Ghostbusters (2016)

Director: Paul Feig (2016) BBFC cert 12A

This supernatural reboot rakes over the bones of the 1984 comedy classic but fails to scare up the fun.

 Being bravely recast with an all female team has resulted in a ferocious online furore. However this gender switching is nothing new to Hollywood, it worked super successfully for Rosalind Russell in screwball comedy His Girl Friday (1940) and you don’t have to go that far back for other examples. Last year Mad Max: Fury Road (2015) gave a turbo charged reboot to that ’80’s franchise by putting the women in the driving seat.

This is very funny and scary. But only for the first five minutes before the new team turn up. From then on it’s sadly an indulgent Melissa McCarthy vehicle loaded up with CGI to paper over the holes in the weak script.

This is very much her movie and on a par with her recent The Boss (2016) and less fun than the similarly spooky Jack Black caper Goosebumps (2016).

Once again New York is awash with ectoplasm and evil spirits as the apocalypse approaches and only the Ghostbusters team of paranormal investigators can prevent it.

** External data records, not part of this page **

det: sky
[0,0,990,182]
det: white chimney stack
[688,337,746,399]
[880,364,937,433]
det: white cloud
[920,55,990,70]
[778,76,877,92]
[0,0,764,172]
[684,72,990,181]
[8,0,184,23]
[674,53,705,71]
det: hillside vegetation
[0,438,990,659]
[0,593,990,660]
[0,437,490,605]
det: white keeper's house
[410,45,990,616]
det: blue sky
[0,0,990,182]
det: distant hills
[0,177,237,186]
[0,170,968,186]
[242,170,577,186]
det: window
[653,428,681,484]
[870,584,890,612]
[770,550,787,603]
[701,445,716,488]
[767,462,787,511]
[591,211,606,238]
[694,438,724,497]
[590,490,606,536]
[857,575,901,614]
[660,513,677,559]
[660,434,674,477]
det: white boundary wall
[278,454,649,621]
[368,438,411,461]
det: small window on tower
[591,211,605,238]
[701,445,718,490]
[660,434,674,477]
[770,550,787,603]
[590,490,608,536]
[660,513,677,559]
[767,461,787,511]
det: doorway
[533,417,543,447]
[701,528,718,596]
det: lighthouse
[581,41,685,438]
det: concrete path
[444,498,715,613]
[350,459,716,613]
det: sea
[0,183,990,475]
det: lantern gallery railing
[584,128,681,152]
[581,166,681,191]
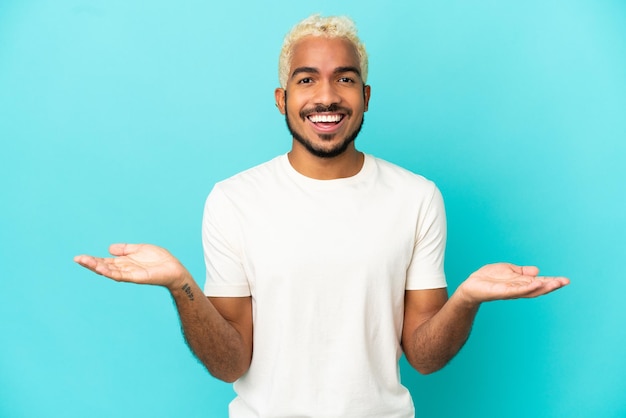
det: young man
[75,16,568,417]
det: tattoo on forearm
[183,283,193,300]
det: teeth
[309,115,341,123]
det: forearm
[169,275,252,382]
[403,293,479,374]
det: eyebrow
[291,66,361,78]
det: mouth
[306,113,346,132]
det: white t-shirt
[202,155,446,418]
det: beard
[285,92,365,158]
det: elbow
[407,358,447,375]
[413,364,443,375]
[207,367,247,383]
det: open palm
[460,263,569,303]
[74,244,188,287]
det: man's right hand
[74,244,190,289]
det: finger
[525,277,569,298]
[74,255,98,270]
[109,243,140,256]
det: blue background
[0,0,626,417]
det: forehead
[290,36,360,73]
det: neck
[287,140,364,180]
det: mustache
[300,103,352,119]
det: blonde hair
[278,14,367,88]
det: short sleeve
[202,183,250,297]
[406,183,447,290]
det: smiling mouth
[307,113,344,124]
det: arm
[74,244,252,382]
[402,263,569,374]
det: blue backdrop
[0,0,626,417]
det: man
[75,16,568,417]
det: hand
[457,263,569,305]
[74,244,189,289]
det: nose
[314,81,341,106]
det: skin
[74,37,569,382]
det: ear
[363,85,372,112]
[274,87,286,115]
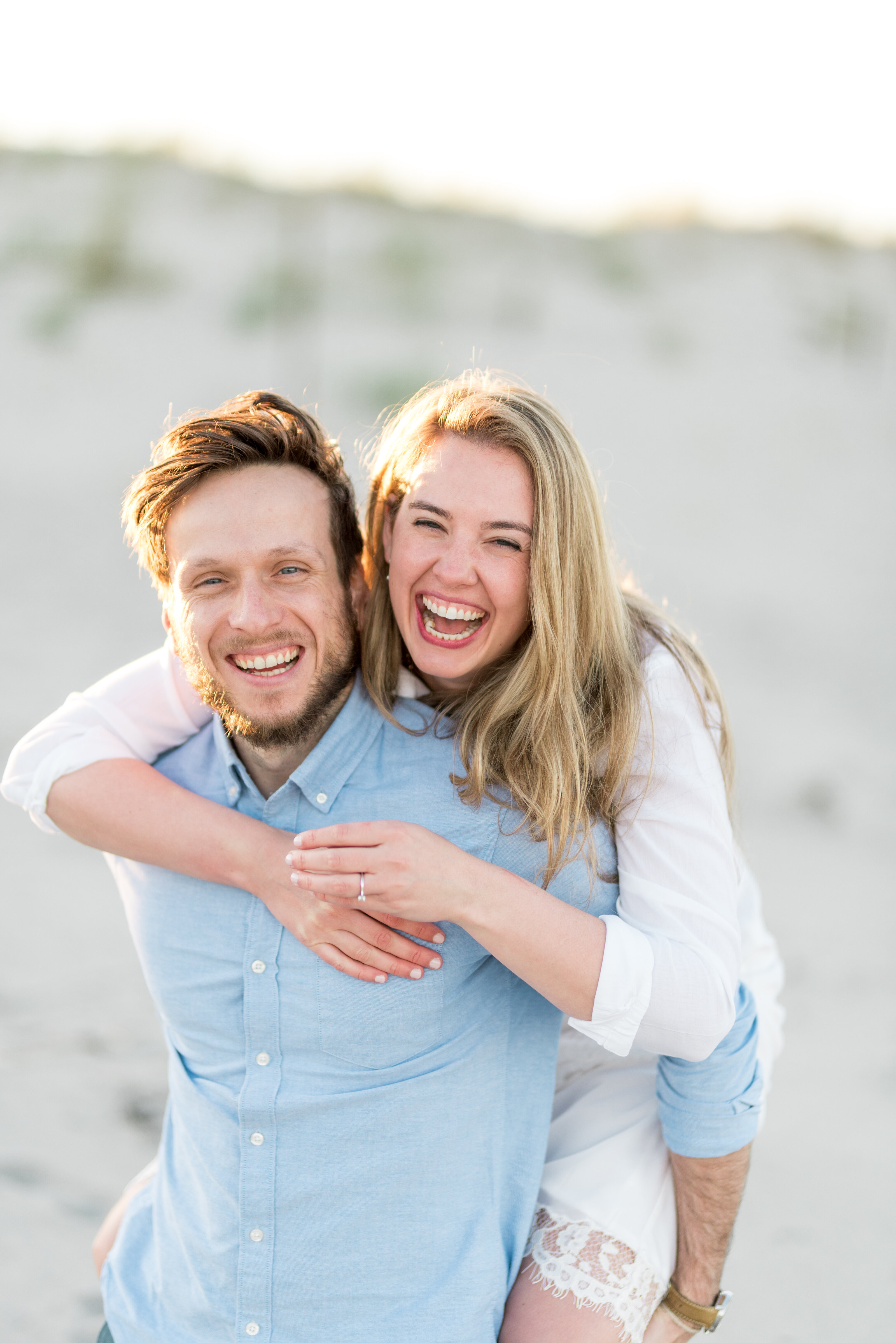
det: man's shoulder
[156,719,225,798]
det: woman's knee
[499,1258,624,1343]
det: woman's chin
[408,639,483,689]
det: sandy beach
[0,152,896,1343]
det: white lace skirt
[526,1026,676,1343]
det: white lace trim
[526,1207,662,1343]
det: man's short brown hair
[122,392,363,588]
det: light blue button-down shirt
[102,682,617,1343]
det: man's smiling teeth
[234,649,299,677]
[421,596,486,621]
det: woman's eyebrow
[482,522,533,536]
[408,499,533,536]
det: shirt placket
[236,875,283,1343]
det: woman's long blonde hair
[362,371,732,885]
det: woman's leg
[498,1258,625,1343]
[90,1163,156,1277]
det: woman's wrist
[451,853,530,942]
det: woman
[3,375,778,1340]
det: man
[2,394,751,1343]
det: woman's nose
[432,540,477,584]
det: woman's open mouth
[228,643,303,680]
[416,592,488,647]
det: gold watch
[660,1282,734,1333]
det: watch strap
[660,1282,734,1333]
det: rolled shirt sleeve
[573,646,740,1061]
[569,915,653,1057]
[656,984,763,1156]
[0,641,212,831]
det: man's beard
[172,604,361,749]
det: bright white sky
[7,0,896,236]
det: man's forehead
[172,537,331,571]
[165,466,333,568]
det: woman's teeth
[421,596,486,621]
[421,596,486,643]
[234,649,299,677]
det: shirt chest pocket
[318,962,444,1068]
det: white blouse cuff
[569,915,653,1058]
[3,728,139,834]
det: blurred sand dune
[0,152,896,1343]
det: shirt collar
[212,672,384,815]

McCarthy and Kristen Wiig star as scientists Abby and Erin. They go into business as paranormal investigators after losing their university jobs.

Pushed into the background, poor Kate McKinnon is forced to gurn for attention as Jillian, the inventor of the teams ghoul catching gadgets.

She’s given a dance scene, an action moment and a speech, and all are great. However they feel more like ‘a bit for the trailer’ or a guilty ‘we’d better give her something to do’ than organic character reveals. McKinnon is easily best in show and I wish she’d been put front and centre.

Leslie Jones is subway worker Patty who sees a ghost and inexplicably joins up. She shouts most of her lines, probably in order to get noticed. Enough has been said about the fact there are three white scientists and one black transport worker. This isn’t a result of malicious intent but a foolish and avoidable lack of script oversight.

The dull villain played by Neil Casey is a self proclaimed genius called Rowan. He’s a janitor who wants to bring forth the apocalypse as revenge on an uncaring world.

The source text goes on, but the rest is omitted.